In the Guadalupe Mountain National Park the same problem existed before the park was created. With the removal of livestock and the protection of all wildlife the natural systems restored themselves and today their forest is in a state of full recovery with thousands of small trees of all sizes growing in the canyons. A large and healthy deer herd lives there also, but it is in a natural balance with the predators and the food supply. A trip to this park allows one to see what the Bandera County forests were like in the not too distant past!

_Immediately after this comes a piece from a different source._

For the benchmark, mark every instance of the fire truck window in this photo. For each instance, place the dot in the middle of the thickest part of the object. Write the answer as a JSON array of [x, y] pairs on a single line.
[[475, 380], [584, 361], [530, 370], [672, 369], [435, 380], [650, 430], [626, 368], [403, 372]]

Good stewardship of the land requires that we recognize problems such as this one and do what we can to rectify them. Bringing the deer population into its natural balance with nature is a worthy, but exceedingly difficult goal in the absence of their natural predators. In the meantime, planting more of the maples in protective cages will help decorate our countryside with these beautiful trees and keep plenty of them in the plant community.
Guadalupe Mountain National Park
Guadalupe Mountains National Park is located in West Texas and contains Guadalupe Peak, the highest point in Texas at 8,749 feet (2,667 m). It also contains El Capitan, long used as a landmark by people traveling along the old route later followed by the Butterfield Overland Mail stagecoach line. The park covers 86,367 acres (134.95 sq mi; 349.51 km2) and is in the same mountain range as Carlsbad Caverns National Park which is located about 25 miles (40 km) to the north in New Mexico. Many well-established trails exist in the park for hiking and horse-riding.
The park also contains McKittrick Canyon. During the Fall, McKittrick comes alive with a blaze of color from the turning Bigtooth Maples, in stark contrast with the surrounding Chihuahuan Desert.